I SAW the golden flames descend

I SAW the golden flames descend upon the walls of shadow. This was before the advent of the symbols.

The clay burned in the silence and, behind the sweetness ringed with magnets, spaces would open in which, later, I would realize the impossibility of differentiating cruelty from mercy.

Later still, disappearance was the only virtue of the beloved faces.

I reached an age in which my body shared the light, which, in turn, was both within me and beyond me: they were the fever and the revelation in the instant of shedding childhood. It happened, between waking and not waking, under sharp invisible wheels. Eternity anticipated its doubleness: it didn’t exist, but it was still luminous and frightening.

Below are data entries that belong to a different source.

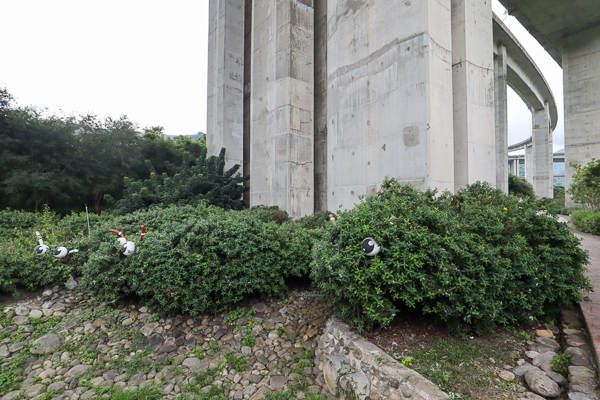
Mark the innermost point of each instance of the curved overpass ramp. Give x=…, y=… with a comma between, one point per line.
x=514, y=67
x=570, y=31
x=524, y=76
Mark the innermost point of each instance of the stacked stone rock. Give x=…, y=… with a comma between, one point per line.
x=534, y=367
x=350, y=364
x=282, y=332
x=583, y=374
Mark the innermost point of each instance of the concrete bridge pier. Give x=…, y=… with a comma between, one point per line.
x=282, y=105
x=514, y=167
x=473, y=92
x=581, y=70
x=529, y=163
x=542, y=154
x=501, y=108
x=226, y=80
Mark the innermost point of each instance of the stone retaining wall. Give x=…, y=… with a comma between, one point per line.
x=351, y=364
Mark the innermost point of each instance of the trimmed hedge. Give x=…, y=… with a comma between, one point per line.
x=205, y=262
x=474, y=260
x=587, y=221
x=20, y=265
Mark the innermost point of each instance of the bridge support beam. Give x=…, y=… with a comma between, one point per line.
x=542, y=168
x=226, y=80
x=529, y=164
x=501, y=108
x=581, y=71
x=282, y=106
x=473, y=92
x=389, y=97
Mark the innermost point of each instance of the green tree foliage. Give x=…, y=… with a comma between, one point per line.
x=519, y=187
x=585, y=186
x=64, y=162
x=108, y=151
x=476, y=259
x=37, y=159
x=193, y=183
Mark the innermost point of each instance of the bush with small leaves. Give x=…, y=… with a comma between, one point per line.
x=474, y=260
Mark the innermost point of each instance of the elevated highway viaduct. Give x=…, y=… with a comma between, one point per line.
x=570, y=32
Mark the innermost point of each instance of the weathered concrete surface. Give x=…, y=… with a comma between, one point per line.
x=581, y=70
x=282, y=109
x=570, y=32
x=226, y=80
x=247, y=94
x=549, y=21
x=501, y=120
x=320, y=128
x=473, y=92
x=543, y=171
x=529, y=163
x=389, y=97
x=523, y=74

I was a guest at the compression of the fire. Around me I sensed hawthorn belts and the precision of the knives gone missing in the snow. I discovered a void on whose escarpments extended fields of motionless poppies. I learned to howl while glasses broke inside my eyes.

My youth was driven by technified lightning bolts beyond the flowers in their flaming habits. I saw, inside abandoned bedrooms, cracks through which the reptiles of weeping poked their heads.

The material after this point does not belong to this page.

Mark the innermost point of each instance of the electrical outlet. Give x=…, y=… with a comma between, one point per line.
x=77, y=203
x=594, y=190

I met the cold and, past the symbols, I saw judicial footprints.

I saw, too, tortured bones. Back then they raised in me the great, the useless questions. I was afraid before the stillness of the maternal curtains.

Later I learned the loveliness of certain ulcers and, in the arterial tissue, the piping that communicates both pleasure and death.

I dreamed and the dream was another life inside my body and its plot was about pain and pain preceded thought and was deduced from ailing cells.

I lost my way in this additional creation; discovered there was nothing more than madness in bodies interacting.

I thought once more about the torturers, again I saw

fruits petrified by silence and, between my hands, my father’s teeth (extracted from the humid earth). I had to calculate the value of the black costume jewels received by unknown lovers and, one day, melancholy revealed itself, wired from the heart to the intestines.

I saw poverty through oblivion and also saw, just once, my mother’s face smiling over cotton and steel. Just once.



This is my story, this is my creation. There’s nothing else in the cold bedroom. Outside,
abandoned, are the baskets of sorrow, excrements glazed over with dew, and the great
announcements of happiness.

IK ZAG goudkleurige vlammen neerkomen

VI DESCENDER llamas doradas sobre muros de sombra. Esto fue antes de la aparición de los símbolos.

La arcilla ardía en el silencio y, tras la dulzura cercada por imanes, se abrían espacios en los que, más tarde, advertiría la imposibilidad de distinguir la crueldad de la misericordia.

Después, la desaparición fue la única virtud de los rostros amados.

Entré en un tiempo en que mi cuerpo participaba de la luz, que, a su vez, estaba en mí y fuera de mí: eran la fiebre y la revelación en el instante de rasgarse la infancia. Sucedía, entre despertar y no despertar, bajo afiladas ruedas invisibles. La eternidad anticipaba su doblez: no existía, pero era luminosa y temible.

Asistí a la compactación del fuego. Sentí en torno a mí cinturones de espino y la precisión de los cuchillos perdidos en la nieve. Descubrí un abismo en cuyos escarpes se extendían amapolas inmóviles. Aprendí a aullar mientras se rompían vidrios dentro de
mis ojos.

Mi juventud fue conducida pos relámpagos technificados más allá de las flores en su hábito de llamas. Vi, en habitaciones abandonadas, grietas por las que asomaban su cabeza los reptiles del llanto.

Conocí el frío y, más allá de los símbolos, vi huellas judiciales.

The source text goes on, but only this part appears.